Genetically Modified Foods & California’s Proposition 37: What’s All the Fuss About?
Largely lost in the shuffle of the current presidential election campaign and several more heavily-publicized state ballot measures, California’s Secretary of State recently announced that the “California Right to Know Genetically Engineered Food Act” has qualified for the state’s November 2012 election ballot, where it will appear as Proposition 37. (The text of Proposition 37 can be found at pages 110-113 of the preliminary November 2012 California Voter’s Pamphlet; the official title and summary of the measure, in addition to arguments pro and con, here.)
As state initiative measures go, Proposition 37 is both short and simple: if enacted, it would generally require that, beginning in July 2014, any food offered for retail sale in California that has been produced all or in part via genetic engineering contain a “clear and conspicuous” label to that effect. Any genetically modified food lacking such a label would be considered “misbranded” under California law. Citizens suits are authorized to seek injunctive relief–but not fines or money damages–to enforce Proposition 37 in face of violations.
That’s pretty much it.
If this sounds vaguely familiar, it should: Proposition 37 is roughly patterned on California’s Safe Drinking Water and Toxic Enforcement Act, better known as Proposition 65. The latter initiative measure, enacted by California voters in 1986, requires manufacturers and sellers of products containing carcinogens or reproductive toxins to contain a similar, clear and conspicuous label so informing consumers.
The San Francisco Chronicle reports that at least 18 states, including California, have attempted without success to enact such labeling laws for genetically engineered foods in the past. Proposition 37 represents the first time, however, that the proposal will be decided directly by a state’s voters. (By contrast, most other industrialized nations already require bio-engineered foods to be labeled.)
The political and economic stakes are substantial. It’s estimated that between 70-80% of processed foods sold in the United States are made with genetically engineered ingredients. And a growing percentage of America’s raw foods such as fruits and vegetables are bio-engineered as well.
Deep-pocketed opponents of Proposition 37, including food manufacturers such as PepsiCo and Coca-Cola along with the biotech industry and seed companies, have created a political war chest of over $25 million to defeat the measure. That’s more than 10 times the funds Proposition 37’s backers–primarily food activists and natural food companies–have raised.
Proposition 37 opponents claim that bio-engineered crops and processed foods are safe, and that the costs of labeling would be substantial and eventually passed on to consumers in the form of higher prices. But the latter argument seems frivolous, and the former misses the point. As backers of Proposition 37 point out, the measure doesn’t ban genetically modified foods; it simply alerts consumers and allows those who want to avoid bio-engineered foods to do so.

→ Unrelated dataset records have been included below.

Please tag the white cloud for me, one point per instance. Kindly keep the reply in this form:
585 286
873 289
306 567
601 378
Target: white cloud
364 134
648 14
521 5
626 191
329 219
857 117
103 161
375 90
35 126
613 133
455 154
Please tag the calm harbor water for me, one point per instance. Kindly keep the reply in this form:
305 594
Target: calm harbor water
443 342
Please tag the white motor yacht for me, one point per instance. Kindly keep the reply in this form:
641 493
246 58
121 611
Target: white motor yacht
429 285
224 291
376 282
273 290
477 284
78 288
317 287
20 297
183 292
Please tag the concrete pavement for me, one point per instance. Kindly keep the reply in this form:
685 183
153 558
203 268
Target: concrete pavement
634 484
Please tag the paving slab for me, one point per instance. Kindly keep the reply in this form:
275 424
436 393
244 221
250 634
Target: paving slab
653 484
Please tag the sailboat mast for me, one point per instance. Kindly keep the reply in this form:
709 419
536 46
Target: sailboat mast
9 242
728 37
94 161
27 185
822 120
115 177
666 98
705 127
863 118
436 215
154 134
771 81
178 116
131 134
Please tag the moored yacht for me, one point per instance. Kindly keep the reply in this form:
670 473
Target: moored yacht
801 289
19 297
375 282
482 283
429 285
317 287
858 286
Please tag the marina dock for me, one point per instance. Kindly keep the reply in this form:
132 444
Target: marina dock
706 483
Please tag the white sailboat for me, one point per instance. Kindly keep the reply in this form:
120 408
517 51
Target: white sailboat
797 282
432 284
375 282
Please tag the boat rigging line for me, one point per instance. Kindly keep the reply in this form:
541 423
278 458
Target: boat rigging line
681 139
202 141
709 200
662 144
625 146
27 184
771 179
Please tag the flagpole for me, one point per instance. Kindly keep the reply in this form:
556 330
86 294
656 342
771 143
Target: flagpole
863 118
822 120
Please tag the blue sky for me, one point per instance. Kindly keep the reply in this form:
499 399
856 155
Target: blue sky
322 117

To be sure, over the past 26 years many manufacturers of consumer products have chosen to comply with Proposition 65 by reformulating their products, rather than having to label them with notices indicating that they could cause cancer or birth defects. It’s certainly possible that, armed with the ability to pick and choose between genetically modified and natural food products, many California consumers would select the latter. And that, in turn, could eventually incentivize farmers and food manufacturers to think twice about their growing reliance on bioengineering.
Is that such a bad thing?
In sum, Proposition 37 represents a modest but positive step towards informed consumers and customer choice. What is the food industry so afraid of? And why are they intent on spending so much money to prevent Californians from having relevant information allowing them to make informed choices with respect to the foods they consume?